54gene’s empowerment on the matter and Bost’s appointment from her legal role as interim CEO raises arbitrary questions and leaves room for interpretation leaning toward these allegations, especially as both co-founders resigned a few weeks apart. names. However, in an email to ukbusinessupdates.com, the company subtly argues that Osifo’s layoff had been going on for a while and was unrelated to this month’s activities, while Bost, who was hired last September, was what 54gene needed — with the support of COO Delali Attipu – for the next stage.
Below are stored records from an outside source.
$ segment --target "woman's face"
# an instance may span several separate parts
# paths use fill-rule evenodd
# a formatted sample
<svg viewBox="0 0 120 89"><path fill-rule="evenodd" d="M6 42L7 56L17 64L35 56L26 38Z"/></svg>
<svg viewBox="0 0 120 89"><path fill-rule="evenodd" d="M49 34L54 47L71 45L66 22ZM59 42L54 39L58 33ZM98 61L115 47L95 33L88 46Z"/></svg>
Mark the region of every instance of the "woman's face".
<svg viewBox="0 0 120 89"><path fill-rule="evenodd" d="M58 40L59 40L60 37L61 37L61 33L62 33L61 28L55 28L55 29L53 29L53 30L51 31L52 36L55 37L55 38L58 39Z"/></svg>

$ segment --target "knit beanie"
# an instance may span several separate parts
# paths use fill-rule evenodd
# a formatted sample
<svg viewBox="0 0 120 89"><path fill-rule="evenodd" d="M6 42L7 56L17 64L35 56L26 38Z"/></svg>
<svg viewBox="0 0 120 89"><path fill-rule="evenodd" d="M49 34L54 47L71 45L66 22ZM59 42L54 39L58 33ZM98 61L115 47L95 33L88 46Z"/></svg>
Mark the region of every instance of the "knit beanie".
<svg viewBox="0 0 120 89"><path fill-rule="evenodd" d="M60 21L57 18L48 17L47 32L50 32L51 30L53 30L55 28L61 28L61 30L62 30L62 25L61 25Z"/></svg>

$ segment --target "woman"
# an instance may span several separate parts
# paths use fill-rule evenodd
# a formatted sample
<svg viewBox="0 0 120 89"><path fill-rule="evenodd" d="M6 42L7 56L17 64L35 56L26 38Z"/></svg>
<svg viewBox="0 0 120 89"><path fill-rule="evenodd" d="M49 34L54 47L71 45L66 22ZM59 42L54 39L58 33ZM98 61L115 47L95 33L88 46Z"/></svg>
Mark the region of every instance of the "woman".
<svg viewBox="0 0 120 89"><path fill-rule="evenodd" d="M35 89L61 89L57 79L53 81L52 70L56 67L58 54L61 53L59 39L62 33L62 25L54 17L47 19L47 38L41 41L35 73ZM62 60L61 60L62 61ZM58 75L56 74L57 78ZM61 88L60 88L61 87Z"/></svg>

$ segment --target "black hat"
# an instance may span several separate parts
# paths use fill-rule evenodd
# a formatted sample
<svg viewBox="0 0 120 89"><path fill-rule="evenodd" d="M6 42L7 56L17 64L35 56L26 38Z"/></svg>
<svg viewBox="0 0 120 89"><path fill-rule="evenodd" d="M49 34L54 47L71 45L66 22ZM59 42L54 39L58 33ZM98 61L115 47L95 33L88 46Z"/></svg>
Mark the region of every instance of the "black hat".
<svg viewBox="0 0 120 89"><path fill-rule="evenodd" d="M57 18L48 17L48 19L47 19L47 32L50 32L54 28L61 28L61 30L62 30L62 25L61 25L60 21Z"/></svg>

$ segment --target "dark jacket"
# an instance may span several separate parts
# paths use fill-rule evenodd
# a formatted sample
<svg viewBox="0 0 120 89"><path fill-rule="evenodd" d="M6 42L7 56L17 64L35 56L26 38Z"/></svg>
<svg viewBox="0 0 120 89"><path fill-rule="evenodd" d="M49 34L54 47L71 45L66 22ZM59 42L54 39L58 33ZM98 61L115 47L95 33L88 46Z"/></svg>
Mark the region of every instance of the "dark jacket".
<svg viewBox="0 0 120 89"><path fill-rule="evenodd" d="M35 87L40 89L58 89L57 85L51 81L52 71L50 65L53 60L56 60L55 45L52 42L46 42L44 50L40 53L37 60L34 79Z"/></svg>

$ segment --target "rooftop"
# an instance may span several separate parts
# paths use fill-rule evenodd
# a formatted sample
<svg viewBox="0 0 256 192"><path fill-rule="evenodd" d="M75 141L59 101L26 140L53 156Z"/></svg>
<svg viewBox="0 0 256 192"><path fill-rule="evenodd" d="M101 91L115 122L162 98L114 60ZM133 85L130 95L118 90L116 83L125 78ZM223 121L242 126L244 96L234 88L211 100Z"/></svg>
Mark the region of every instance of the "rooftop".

“Teresia is a versatile executive with deep experience in the global pharmaceutical and biotech industries, leading global teams and overseeing corporate governance,” the company said. “These skills, combined with her broad experience in managing business operations and translating complex regulatory requirements, will be invaluable at the helm of 54gene in this next phase of the business. Delali and Teresia will make a great team that together will strengthen 54gene’s position as the genomics leader in the industry.”
Meanwhile, 54gene stated that his ex-chief executive “will continue to support the company in its plans for the future, such as strategic partnerships and fundraising,” without explaining why he resigned.
However, according to several people aware of the events at the company, the terms of 54gene’s new deal contributed to Ene-Obong’s resignation. They say Ene-Obong — who retained his position on 54gene’s board of directors while transitioning to a new role as a senior advisor — may have resigned as CEO in protest at 54gene’s new valuation and liquidation preference offered by investors in the bridging round. It is speculated that some investors also tried to replicate the company’s previous price round to gain more shares, while diluting those of its founders and other investors. 54gene declined to comment on the matter.
The fact that 54gene had to arrange a bridging round internally despite raising more than $45 million in the past three years is a reminder that biotech projects are very capital intensive – for example, it costs about $700 to sequence a human genome (a of 54gene’s key procedures). Typically, biotech companies put investors’ money into research while thinking about revenue later, and 54gene is no different. Still, the way genome startup is aggressively cutting costs by laying off staff in two batches — and closing the clinical diagnostic arm — is somewhat troubling, despite the obvious effects of the pandemic. This current crisis, coupled with the arduous task ahead of the company, has also left many tech observers questioning whether current and past executives can keep the moonshot project afloat long enough to generate substantial revenue, let alone build a solid business.